After what she’d said to me earlier about deserving better, I felt we’d crossed into that level of friendship (?) where I could be honest. “Sorry, but maybe.”

I braced myself for her to get insulted, but she only sighed good-naturedly. “And that’s not even mentioning the guy who came prepared with a questionnaire aimed at finding out how fertile I am.”

Soon enough, our gingerbread house was finished. Freya handed over the tube of frosting with the smallest tip. “You do the honors.”

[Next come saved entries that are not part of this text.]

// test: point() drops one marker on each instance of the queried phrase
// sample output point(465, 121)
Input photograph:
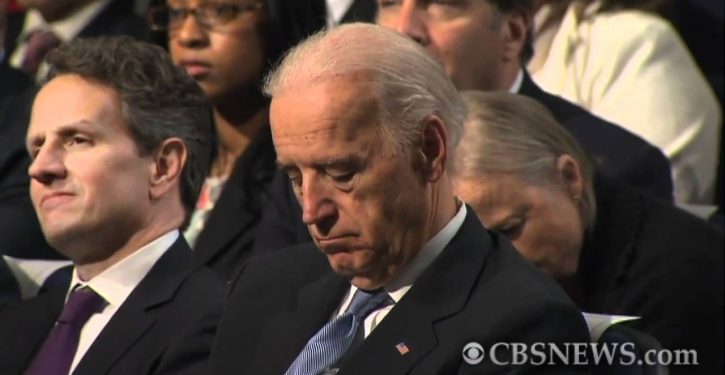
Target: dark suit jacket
point(616, 152)
point(228, 234)
point(649, 259)
point(361, 11)
point(164, 327)
point(20, 234)
point(9, 291)
point(117, 18)
point(478, 289)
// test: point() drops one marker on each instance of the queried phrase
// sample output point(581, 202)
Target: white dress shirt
point(115, 284)
point(632, 69)
point(336, 9)
point(404, 281)
point(65, 29)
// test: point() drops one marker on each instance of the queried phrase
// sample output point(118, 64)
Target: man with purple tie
point(119, 140)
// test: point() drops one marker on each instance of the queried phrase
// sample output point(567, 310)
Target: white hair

Bending forward and squinting like I was competing at the highest levels of latte art (a real competition I’d once entertained the thought of entering before realizing I couldn’t afford the time off and the travel), I frosted a tiny menorah into our house’s front porthole. It was so small you could barely see it, but that was okay. Freya and I would both know it was there.

I backed off feeling satisfied, but a crash from behind us told me my fake boyfriend wasn’t doing quite as well. Seth and Dan’s tower had finally collapsed like a Jenga game, scattering their table with gingery debris and smashed bits of candy. Both Seth and Dan were laughing, showing they weren’t too devastated. Seth glanced back at me, mid-laugh, and our eyes met.

Before I could think about it, I leaned in and went to pat him on the back, but somehow that pat on the back turned into a half hug, but he turned just as I was squeezing him to make it into a full hug. My mind blanked for a moment as he held me close, the heat of his body as cozy as a fireplace on a cold day, and then I was right back there at the festival, the smell of hot chocolate on his breath, his lips so close to mine…

I pulled away, cheeks hot. He looked down at me for a second with what might have been concern, but Dan slapped him on the back and pulled him away to demonstrate how they’d reacted to the falling of the tower for Kylie, who must have missed it. That gave me the opportunity to back away and rejoin Freya, who was also looking at me with something like concern. “I just want to make sure you know it’s okay,” she said.

“What are you talking about?”

“If there’s something there,” she said, waving her hand vaguely in the air, but I knew exactly what she meant. If there was something there between Seth and me. Something more than a fake relationship.

I opened my mouth, ready to tell her that she had nothing to worry about, but the words stalled in my throat. Because I hadn’t totally imagined what had happened between us at the festival, had I? Not that look in his eye, not how close he was leaning toward me, and definitely not how much I wanted him to lean all the way in.

Oh. This was very, very dangerous. I couldn’t have feelings for someone like Seth. He’d crack me right open and throw away the key.

Besides, I’d learned that being in a relationship with me was too hard. He’d learn that, too, after a little while, and we’d have a terrible breakup like Connor and me, and I’d lose my friend. My friend who I cared about.

And maybe wanted to kiss.

I took a deep, shaky breath. “I think our Hanukkah house turned out really nice. If I was a gingerbread man, I’d totally live there.”

She eyed me for an extra moment before responding. “Sure. I would, too.”

And so I busied myself for the rest of the night with creating a tiny gingerbread friend with a kippah and tzitzit, spending all my effort working on something that would go poof when the night was over.

Not that that was a metaphor for anything in my real life.